How should I be giving more than I take out of this life?

Then I remember the bunnies on that sunny day, the squirrel siblings after the storm, the immigrant elderly lady in the polar vortex’s grip and the woman – my peer -- who literally showed up on my doorstep.

Of all the backyards, front yards and porches on our block, it was ours they all found and we helped in whatever small way we could.

Maybe part of the answers to my wondering can be found in all of them -- brothers, sisters -- even animals -- in the least of these.

March 8, 2016

What My Mom Taught Me About International Women's Day


...and I was so short, they’d always give me a crate to stand on so everyone in church could see me do my Easter speech.

I don’t remember when I learned that story about my mom. It’s like I’ve always known it.

I was the youngest kid in our family, and by the time I came along, she wasn’t doing speeches in church anymore. The last time I remembered her speaking was at the annual Women’s Day Celebration.

Standing on things, circa 1930
I knew she was preparing a speech for that day and I’d hear her reciting it from time to time, but teenagers don’t think long and hard about anything outside of themselves and their favorite rock group.

I honestly didn’t think much of it. After all, she’d direct the choir or sing solos on occasion, so it wasn’t a completely foreign concept to see her up in front of everyone.

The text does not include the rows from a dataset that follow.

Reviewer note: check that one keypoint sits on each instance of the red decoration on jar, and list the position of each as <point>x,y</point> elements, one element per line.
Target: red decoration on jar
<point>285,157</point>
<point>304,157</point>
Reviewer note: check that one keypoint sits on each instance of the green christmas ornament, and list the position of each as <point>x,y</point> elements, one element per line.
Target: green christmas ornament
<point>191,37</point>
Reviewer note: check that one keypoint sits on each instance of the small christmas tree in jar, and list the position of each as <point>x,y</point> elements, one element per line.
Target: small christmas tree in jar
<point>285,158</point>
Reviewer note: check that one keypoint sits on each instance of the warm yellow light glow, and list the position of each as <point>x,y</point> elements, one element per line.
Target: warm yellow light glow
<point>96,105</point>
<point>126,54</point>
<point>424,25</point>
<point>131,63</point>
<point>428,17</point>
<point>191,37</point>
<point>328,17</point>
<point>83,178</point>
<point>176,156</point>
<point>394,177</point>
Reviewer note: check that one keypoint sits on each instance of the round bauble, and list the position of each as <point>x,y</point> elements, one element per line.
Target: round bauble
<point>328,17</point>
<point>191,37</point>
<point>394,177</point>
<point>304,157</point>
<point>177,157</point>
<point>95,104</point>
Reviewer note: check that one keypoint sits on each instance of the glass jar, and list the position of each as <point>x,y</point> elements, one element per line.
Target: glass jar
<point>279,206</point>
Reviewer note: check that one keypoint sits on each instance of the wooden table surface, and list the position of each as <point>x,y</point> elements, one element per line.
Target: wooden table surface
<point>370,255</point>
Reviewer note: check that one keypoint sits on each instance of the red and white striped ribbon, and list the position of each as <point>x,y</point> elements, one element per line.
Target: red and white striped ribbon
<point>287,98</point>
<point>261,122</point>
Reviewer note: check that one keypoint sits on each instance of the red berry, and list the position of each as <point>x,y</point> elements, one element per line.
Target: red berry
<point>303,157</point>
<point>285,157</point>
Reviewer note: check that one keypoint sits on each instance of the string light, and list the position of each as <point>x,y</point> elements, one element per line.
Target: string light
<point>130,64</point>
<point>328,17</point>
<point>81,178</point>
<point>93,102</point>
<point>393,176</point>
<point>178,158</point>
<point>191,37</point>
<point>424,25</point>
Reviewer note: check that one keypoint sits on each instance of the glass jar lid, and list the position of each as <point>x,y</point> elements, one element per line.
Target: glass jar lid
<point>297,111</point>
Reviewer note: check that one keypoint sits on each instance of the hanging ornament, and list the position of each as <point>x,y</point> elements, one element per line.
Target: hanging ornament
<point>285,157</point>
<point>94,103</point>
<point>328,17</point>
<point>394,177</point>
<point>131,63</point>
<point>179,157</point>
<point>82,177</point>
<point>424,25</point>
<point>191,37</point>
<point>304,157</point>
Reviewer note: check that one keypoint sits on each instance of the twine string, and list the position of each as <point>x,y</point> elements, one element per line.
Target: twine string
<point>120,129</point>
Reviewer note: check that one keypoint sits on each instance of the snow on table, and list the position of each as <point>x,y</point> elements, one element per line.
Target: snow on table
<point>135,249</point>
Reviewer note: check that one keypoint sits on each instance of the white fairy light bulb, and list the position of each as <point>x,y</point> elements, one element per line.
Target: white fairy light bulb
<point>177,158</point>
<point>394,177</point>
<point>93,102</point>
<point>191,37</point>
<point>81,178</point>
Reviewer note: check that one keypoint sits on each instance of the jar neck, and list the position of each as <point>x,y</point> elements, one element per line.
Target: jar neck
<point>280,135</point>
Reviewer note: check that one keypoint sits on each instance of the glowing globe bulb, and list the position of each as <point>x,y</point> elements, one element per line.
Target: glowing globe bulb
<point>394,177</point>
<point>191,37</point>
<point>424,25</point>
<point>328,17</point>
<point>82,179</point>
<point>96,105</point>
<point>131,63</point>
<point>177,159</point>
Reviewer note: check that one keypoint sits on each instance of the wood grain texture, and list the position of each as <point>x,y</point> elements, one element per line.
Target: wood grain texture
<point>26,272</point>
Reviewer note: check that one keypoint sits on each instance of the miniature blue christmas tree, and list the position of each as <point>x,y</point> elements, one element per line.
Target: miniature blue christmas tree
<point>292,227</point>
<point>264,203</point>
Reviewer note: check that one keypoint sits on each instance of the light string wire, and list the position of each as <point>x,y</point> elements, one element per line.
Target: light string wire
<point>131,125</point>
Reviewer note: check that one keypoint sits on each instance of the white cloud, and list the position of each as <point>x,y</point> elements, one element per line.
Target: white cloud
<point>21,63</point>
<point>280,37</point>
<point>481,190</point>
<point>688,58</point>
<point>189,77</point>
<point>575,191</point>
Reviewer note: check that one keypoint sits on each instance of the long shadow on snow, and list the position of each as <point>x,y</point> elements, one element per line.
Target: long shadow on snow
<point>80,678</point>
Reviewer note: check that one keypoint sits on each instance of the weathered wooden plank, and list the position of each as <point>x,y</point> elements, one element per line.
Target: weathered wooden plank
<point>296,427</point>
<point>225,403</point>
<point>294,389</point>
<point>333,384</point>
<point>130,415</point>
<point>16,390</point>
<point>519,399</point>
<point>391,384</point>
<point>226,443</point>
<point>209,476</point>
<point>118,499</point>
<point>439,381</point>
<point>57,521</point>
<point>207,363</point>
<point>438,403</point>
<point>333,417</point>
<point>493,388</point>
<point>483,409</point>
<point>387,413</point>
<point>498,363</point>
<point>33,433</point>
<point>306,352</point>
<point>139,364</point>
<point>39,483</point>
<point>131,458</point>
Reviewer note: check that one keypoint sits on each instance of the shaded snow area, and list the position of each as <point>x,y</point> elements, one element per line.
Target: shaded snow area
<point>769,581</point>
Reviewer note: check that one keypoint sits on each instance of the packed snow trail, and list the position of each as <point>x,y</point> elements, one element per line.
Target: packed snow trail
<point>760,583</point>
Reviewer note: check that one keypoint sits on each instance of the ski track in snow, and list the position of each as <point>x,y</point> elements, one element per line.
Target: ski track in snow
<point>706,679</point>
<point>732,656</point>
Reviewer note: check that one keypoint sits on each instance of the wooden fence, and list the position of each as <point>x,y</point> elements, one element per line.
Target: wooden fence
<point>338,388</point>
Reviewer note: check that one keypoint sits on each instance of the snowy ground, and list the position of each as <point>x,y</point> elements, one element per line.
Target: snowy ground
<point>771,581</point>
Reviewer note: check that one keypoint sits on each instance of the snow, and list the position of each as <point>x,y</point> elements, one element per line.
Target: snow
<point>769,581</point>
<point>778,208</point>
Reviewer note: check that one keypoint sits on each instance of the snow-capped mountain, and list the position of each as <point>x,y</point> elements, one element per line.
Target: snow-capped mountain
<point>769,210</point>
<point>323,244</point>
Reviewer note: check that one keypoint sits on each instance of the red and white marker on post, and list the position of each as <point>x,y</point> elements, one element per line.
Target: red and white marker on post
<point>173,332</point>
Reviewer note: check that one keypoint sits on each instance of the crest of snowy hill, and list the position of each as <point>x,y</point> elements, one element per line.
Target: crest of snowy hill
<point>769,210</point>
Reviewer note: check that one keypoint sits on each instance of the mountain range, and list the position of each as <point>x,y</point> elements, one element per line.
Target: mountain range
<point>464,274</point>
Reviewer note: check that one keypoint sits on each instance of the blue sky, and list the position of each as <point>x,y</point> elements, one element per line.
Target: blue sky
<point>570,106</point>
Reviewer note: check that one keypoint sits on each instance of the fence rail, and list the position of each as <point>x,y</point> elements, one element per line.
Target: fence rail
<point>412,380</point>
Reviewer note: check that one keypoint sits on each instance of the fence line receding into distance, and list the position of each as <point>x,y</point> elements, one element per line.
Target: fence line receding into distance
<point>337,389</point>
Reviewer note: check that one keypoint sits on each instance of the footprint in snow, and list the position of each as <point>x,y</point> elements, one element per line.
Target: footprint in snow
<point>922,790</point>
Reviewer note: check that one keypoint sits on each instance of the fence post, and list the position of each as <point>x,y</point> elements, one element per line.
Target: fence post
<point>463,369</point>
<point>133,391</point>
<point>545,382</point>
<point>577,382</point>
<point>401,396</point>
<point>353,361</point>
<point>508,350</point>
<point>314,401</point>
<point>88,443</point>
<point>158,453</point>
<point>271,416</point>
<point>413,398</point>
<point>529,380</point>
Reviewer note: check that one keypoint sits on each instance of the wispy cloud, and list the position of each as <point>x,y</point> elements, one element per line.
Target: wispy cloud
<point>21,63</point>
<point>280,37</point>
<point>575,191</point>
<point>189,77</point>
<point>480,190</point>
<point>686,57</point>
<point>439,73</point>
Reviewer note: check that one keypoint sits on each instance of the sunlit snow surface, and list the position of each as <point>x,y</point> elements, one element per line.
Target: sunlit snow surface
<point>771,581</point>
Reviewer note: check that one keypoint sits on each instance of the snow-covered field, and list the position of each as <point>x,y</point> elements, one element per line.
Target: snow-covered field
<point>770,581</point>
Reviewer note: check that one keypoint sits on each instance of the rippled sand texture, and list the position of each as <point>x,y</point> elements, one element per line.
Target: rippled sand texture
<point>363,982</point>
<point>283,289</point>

For Women’s Day Sunday, all women in the congregation would be decked out in white, some wearing what I call Baptist Hats. The big extravagant kind, some tastefully bedecked with flowers, bows and other tchotchkes.

Because she always said her head was too big for hats, my mom didn't own a Baptist Hat, and didn't bother getting one -- even for this special occasion.

Then the time came to deliver her speech. She was sitting with the Women’s Day choir in the choir stand which was elevated, sprawling and set behind the wide pulpit. She exited the back row and made her way down the choir stand’s middle aisle to the microphone.

I thought how beautiful she looked in that simple white dress and noticed how pretty the color was because it contrasted with her tan skin. And her hair was perfect that day. I remember that.

Then she began speaking and I heard a strange nervousness in her voice. It was like a determined nervousness. Like she was bound and determined to reclaim her confidence from those many years ago when she stood on a crate telling the church her Easter story.

Which she did.

Her words connected to the congregation who responded with Aaaaa-MAN, Sister Dukes throughout her speech and when she finished.

Every now and again, I find myself in spaces and places where I’m storytelling in front of people. When my nerves threaten to overtake me, I remember my mom speaking that day with nervousness, determination and then confidence.

And I end up finding whatever it is that she found within herself to tell my story and be heard.

I guess that’s part of what International Women’s Day is about: remembering our narratives, telling our stories despite nervousness or even backlash, and being heard…and inspiring the generations that come after us to do the same.

Which is exactly what my mom did. Pretty cool, huh?